Una guida Socialware su come sfruttare al meglio il lavoro da casa durante il Coronavirus

COVID-19 sta facendo del lavoro a distanza una nuova norma

Con la diffusione del Coronavirus, eventi annullati e un crollo del mercato azionario non sono le uniche cose che incidono sulle aziende. Un numero imprecisato di lavoratori, in tutto il mondo, si sta adattando per rimanere a casa.
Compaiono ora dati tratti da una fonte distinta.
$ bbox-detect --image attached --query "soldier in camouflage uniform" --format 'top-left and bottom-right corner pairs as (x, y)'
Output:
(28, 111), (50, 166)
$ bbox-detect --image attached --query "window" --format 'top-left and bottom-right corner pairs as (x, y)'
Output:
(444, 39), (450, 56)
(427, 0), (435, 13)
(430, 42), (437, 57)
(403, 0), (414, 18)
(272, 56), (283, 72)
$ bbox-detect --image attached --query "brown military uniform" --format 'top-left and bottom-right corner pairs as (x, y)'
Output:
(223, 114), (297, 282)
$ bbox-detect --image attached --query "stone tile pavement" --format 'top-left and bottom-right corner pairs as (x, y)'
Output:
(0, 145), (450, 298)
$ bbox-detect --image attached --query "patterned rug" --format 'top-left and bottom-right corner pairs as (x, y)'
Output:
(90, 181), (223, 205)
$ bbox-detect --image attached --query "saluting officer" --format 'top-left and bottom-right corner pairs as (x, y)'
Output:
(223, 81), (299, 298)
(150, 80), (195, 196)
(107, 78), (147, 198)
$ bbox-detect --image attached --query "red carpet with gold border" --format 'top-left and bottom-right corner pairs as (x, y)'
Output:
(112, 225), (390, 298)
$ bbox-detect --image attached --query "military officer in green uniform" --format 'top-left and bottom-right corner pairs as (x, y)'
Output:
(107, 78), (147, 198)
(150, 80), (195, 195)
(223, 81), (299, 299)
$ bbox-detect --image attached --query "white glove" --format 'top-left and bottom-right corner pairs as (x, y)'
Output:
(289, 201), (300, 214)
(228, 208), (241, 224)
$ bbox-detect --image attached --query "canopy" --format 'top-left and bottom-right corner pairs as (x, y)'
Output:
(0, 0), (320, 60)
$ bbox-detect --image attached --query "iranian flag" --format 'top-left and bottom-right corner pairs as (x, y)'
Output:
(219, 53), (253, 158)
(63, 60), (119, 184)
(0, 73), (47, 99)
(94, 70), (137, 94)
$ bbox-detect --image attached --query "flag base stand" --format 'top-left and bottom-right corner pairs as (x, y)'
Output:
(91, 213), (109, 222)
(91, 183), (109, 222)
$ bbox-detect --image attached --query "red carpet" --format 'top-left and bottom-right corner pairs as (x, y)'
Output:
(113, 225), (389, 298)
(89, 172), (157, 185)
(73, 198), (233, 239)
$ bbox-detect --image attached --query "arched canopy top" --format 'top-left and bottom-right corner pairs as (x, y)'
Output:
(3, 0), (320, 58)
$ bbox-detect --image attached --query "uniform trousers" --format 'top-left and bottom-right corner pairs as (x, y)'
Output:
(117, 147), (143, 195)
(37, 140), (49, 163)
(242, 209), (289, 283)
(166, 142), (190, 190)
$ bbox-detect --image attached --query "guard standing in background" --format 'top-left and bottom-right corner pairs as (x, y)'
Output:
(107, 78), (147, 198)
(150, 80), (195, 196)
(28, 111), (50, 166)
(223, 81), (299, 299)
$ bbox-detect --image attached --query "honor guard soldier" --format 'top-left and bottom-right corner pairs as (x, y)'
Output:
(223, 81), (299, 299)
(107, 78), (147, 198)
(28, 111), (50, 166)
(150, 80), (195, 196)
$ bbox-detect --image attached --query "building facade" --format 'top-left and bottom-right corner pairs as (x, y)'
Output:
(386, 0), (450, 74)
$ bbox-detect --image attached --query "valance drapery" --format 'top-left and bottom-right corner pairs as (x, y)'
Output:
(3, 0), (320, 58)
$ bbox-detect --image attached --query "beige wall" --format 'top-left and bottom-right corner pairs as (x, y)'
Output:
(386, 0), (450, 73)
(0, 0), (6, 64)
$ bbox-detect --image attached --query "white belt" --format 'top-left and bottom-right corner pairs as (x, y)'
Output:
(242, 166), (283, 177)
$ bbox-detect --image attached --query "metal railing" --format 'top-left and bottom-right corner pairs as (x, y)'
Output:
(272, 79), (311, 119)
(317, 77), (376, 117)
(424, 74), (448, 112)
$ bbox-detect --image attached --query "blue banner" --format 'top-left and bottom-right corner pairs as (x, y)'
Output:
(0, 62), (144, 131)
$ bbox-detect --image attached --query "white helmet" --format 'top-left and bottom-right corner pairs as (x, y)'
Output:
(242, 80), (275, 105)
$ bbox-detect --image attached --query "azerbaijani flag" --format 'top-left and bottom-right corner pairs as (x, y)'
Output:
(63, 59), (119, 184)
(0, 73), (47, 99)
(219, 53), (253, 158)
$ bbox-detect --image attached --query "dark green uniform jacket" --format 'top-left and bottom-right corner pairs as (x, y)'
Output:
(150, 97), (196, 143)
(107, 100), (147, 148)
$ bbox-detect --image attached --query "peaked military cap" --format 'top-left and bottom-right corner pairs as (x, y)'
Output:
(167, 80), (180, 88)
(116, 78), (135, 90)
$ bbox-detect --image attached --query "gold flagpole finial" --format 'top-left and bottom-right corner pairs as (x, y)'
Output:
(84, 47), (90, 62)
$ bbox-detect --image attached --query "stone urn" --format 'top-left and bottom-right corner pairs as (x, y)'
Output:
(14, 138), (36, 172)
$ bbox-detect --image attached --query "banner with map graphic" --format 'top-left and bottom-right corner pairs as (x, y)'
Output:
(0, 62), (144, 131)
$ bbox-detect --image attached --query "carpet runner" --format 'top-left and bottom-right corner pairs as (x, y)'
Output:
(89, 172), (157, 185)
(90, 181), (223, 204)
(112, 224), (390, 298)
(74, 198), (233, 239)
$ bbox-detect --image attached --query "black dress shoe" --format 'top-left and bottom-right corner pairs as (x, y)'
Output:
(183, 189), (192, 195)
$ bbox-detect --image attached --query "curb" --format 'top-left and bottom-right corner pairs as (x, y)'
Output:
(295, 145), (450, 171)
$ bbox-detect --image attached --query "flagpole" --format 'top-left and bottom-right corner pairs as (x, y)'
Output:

Gli uffici stanno correndo ai ripari per trovare modi per adattarsi rapidamente alle operazioni da remoto.
Twitter ha detto a tutti i suoi 5.000 dipendenti di lavorare da casa. Il CEO di Apple, Tim Cook, ha inviato un promemoria per incoraggiare gli impiegati a non entrare, e l’azienda si è impegnata a limitare la “densità umana” nei negozi. La città di Seattle ha annullato le riunioni e ha detto ai suoi oltre 12.000 dipendenti di seguire le nuove Linee guida COVID-19 sulle modalità di lavoro alternative della città. I brand nazionali di abbigliamento hanno chiuso i loro punti vendita in tutta Italia già prima dell’emanazione del decreto del 12 marzo. Questo tipo di misure di sicurezza si sta diffondendo in innumerevoli agenzie, poiché i professionisti della pubblicità hanno, fortunatamente, la possibilità di poter lavorare dovunque. Se non sei abituato a lavorare da casa, all’inizio può sembrare una vacanza. L’opportunità di saltare il pendolarismo stressante e stendersi sul divano con un laptop sul petto è davvero gloriosa. Ma anche il lavoro a distanza può essere isolante e pieno di distrazioni. Per rendere il lavoro da casa più efficace e divertente, abbiamo pensato di scriverti alcuni consigli.

Attenersi al programma

Un grave ostacolo, quando si lavora a casa, è la procrastinazione. Nel comfort di casa tua, all’improvviso hai l’impulso e l’energia di fare cose che ti distraggono dal lavoro: pulizie di primavera degli armadi, pulizia del frigorifero, lavaggio delle finestre, organizzazione delle tue foto, e tutto ciò che non puoi fare mai e che faresti per il solo fatto che sei a casa. Può essere allettante mescolare il tempo in ufficio con le faccende domestiche quando il bucato è proprio lì, soprattutto se la giornata non è ostacolata da riunioni e scadenze. Se lavori relativamente da solo, senza che nessuno controlli le tue ore, il trucco per evitare la procrastinazione è quello di essere il tuo capo. Imposta il tuo orario di lavoro, le scadenze e le pause e attieniti ad esse come la colla. Se hai problemi di messa a fuoco ed inizi a sentirti andare alla deriva, ti suggeriamo ti fare una pausa. Prendi un caffè, alla finestra di casa (se il tempo permette), in modo da poter tornare al lavoro più energico. Imposta un timer per intervalli di 10-15 minuti, ti aiuterà. Angolo studio in casa

Crea un ufficio in casa

L’unico modo per separare l’attività lavoratica da quella familiare, è ricreare un piccolo ufficio in un angolo della casa. Una scrivania con sedia comoda, dove internet arriva senza problemi così come l’elettricità. Un modo per impedire che il lavoro si impadronisca di tutta la casa è proprio quello di non spargere per tutta casa materiali lavorativi. Non dimenticare le comodità. Rendi la tua sedia confortevole con dei cuscini. Ascolta musica di sottofondo se sei abituato a farlo e ti aiuta ad isolarti dal resto della casa. Sfrutta il televisore come secondo schermo. Crca di tenere il tuo pc all’altezza del tuo sguardo per non affaticare il collo. Applica in casa gli stessi accorgimenti che usi in ufficio. E in questo caso specifico, ricorda di disinfettare tutto una volta terminato il lavoro con una soluzione alcoolica.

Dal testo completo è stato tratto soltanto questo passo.